A template SDC4 XML instance
A working SDC4 instance template the team copies and populates with your data, either as the output of an ETL pipeline or as a batch-import format. The populated instances import into the generated app, where they are validated and added to the knowledge graph.
The generated app stack
App scaffolding pre-wired for the stack profile you pick (FOSS, Enterprise, or both, detailed below). Stand it up locally and start recording your data into the substrate immediately.
Apache 2.0 license
All generated code is Apache 2.0. No commercial commitment to Axius SDC for what comes out of the on-ramp.
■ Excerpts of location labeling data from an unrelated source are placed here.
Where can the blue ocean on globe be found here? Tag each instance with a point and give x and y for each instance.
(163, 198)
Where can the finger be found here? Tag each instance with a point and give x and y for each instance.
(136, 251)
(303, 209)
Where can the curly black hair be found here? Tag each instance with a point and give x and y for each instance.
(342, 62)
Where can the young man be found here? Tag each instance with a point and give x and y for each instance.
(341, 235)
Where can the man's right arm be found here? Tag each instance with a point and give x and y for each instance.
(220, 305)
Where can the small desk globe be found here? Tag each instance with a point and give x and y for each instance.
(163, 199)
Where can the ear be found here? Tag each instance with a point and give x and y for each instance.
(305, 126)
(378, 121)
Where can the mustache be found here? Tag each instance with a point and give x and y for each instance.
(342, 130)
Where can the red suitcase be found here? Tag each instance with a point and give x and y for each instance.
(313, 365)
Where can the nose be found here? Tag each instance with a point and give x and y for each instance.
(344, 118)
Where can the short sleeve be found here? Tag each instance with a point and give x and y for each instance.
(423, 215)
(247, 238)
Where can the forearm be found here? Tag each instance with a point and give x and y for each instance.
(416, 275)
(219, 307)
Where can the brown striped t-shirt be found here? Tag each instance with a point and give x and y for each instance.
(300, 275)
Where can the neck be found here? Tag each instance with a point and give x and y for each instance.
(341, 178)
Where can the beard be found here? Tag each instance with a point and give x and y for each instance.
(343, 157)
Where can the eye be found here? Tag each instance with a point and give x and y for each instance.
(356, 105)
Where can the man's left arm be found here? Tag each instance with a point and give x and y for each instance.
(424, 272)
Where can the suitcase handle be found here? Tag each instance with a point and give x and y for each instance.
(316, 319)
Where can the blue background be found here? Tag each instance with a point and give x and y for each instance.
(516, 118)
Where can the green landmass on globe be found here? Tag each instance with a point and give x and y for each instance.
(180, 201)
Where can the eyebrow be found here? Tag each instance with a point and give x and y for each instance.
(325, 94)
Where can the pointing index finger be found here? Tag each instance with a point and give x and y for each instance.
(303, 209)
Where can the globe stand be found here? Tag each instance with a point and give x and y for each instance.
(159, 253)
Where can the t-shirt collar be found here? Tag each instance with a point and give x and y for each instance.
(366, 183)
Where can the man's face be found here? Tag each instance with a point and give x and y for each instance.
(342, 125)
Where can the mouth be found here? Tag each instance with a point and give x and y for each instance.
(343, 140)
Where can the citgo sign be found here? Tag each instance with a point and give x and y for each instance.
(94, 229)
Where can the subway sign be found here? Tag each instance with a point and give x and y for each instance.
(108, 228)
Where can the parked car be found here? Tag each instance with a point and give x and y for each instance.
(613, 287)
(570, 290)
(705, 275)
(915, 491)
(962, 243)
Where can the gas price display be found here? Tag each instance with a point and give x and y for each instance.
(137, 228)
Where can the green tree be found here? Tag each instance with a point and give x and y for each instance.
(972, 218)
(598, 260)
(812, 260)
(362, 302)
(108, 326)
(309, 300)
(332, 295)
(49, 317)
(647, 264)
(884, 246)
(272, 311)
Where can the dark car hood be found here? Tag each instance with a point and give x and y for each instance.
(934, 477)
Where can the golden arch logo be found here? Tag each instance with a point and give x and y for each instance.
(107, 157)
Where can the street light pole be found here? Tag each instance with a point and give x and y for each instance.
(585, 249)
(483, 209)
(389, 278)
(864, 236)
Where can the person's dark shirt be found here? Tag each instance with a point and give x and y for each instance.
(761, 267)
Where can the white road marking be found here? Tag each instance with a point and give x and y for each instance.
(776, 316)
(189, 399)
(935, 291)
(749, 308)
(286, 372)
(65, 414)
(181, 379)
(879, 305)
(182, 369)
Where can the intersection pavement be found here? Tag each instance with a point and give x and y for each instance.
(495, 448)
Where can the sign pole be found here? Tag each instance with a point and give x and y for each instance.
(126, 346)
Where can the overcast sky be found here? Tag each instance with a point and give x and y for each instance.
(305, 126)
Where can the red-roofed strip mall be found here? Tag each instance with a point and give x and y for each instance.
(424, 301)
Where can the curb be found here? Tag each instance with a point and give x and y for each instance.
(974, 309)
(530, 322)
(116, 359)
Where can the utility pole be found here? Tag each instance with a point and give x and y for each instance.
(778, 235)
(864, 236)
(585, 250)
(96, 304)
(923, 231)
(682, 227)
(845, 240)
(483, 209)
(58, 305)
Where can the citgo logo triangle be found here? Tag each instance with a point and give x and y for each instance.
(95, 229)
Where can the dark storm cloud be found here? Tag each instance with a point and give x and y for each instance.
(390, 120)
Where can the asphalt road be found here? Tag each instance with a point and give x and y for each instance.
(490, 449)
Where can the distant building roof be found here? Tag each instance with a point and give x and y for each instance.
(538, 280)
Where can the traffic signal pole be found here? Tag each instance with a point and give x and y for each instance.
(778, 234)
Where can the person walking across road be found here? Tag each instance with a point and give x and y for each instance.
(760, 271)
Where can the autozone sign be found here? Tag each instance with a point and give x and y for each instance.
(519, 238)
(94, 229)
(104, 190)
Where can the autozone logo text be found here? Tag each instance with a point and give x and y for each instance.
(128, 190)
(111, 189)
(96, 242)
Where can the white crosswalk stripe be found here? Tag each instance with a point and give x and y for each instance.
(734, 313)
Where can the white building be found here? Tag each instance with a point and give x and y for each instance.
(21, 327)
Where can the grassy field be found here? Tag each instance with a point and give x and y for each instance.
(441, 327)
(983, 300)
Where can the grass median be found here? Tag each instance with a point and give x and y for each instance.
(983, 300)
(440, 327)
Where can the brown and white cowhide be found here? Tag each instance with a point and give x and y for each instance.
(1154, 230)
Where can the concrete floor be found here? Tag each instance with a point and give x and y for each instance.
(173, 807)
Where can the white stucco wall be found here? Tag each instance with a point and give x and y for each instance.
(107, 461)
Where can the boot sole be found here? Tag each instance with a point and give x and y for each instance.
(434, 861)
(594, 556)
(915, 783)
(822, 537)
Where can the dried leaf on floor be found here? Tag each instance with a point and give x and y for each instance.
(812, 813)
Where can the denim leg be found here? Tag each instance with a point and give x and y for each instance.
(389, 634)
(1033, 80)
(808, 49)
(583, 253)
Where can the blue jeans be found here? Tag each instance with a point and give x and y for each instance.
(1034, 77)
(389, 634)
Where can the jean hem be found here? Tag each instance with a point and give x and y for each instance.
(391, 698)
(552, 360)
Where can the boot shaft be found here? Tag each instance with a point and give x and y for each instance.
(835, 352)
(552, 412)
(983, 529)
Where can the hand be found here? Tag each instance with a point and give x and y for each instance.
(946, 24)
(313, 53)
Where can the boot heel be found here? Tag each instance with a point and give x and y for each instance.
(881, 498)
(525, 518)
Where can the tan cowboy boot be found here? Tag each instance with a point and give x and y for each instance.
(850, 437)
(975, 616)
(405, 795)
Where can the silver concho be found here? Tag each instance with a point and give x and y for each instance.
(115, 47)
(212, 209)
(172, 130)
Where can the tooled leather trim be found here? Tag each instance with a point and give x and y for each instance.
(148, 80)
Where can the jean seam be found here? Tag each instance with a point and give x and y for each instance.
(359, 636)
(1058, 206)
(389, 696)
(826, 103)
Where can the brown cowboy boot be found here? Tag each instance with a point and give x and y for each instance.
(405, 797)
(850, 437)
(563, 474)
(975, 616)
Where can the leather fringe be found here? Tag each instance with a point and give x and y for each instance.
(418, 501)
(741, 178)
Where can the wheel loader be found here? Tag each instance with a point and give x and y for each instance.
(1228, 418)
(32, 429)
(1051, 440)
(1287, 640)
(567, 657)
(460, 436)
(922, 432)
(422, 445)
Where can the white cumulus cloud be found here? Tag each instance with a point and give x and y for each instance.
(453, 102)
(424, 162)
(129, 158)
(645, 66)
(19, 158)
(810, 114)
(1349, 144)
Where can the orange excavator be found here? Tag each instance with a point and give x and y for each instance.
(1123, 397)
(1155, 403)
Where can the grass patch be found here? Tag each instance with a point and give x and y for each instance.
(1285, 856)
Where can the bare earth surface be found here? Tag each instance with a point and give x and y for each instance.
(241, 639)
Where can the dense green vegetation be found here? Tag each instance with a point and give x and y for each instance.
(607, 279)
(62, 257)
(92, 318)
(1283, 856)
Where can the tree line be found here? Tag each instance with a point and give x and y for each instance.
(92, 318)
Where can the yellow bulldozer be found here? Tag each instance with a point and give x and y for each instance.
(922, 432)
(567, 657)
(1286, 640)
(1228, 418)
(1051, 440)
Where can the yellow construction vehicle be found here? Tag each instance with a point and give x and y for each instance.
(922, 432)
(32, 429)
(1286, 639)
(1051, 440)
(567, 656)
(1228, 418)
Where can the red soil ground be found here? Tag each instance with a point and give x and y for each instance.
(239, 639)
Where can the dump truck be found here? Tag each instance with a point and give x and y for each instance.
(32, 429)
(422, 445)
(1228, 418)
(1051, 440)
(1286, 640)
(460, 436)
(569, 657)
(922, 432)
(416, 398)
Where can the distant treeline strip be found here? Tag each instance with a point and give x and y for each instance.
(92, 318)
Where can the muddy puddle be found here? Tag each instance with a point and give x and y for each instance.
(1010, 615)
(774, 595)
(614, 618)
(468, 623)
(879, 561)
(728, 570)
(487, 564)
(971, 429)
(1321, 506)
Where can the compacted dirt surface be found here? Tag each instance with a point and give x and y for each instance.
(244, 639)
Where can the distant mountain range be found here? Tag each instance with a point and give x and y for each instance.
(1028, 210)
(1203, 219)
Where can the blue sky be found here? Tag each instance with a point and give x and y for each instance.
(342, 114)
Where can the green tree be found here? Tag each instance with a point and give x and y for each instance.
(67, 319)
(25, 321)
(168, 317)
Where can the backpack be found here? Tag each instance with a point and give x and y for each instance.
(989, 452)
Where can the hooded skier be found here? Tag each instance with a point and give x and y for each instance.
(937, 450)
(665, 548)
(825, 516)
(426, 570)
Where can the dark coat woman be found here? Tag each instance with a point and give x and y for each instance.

The artifact set is yours to deploy, fork, audit, or hand to another team.
Pick your stack: FOSS, Enterprise, or both
SDCStudio generates the app scaffolding for either of two stack profiles. The user picks one, the other, or both at generation time.
FOSS profile
Apache Jena and Fuseki for the triplestore and SPARQL endpoint. PostgreSQL for instance storage. Fully open source, no commercial dependency.
Right fit when: sovereign deployment without proprietary components, full source-level audit, or smaller-footprint pilots.
Enterprise profile
Graphwise GraphDB (Ontotext and PoolParty merged into Graphwise in 2024; Axius SDC is a Graphwise tech partner) for high-scale graph queries. SirixDB for time-travel storage of instances. Keycloak for identity and access.
Right fit when: scale targets, temporal-query requirements, or existing identity infrastructure to integrate with.
Why this matters across the portfolio
Every generated app after the first imports into the original stack. The full app portfolio runs in one shared substrate runtime instead of replicating infrastructure per pilot. Infrastructure is procured once, then accumulated against, which is the procurement curve buyers actually want for governance work.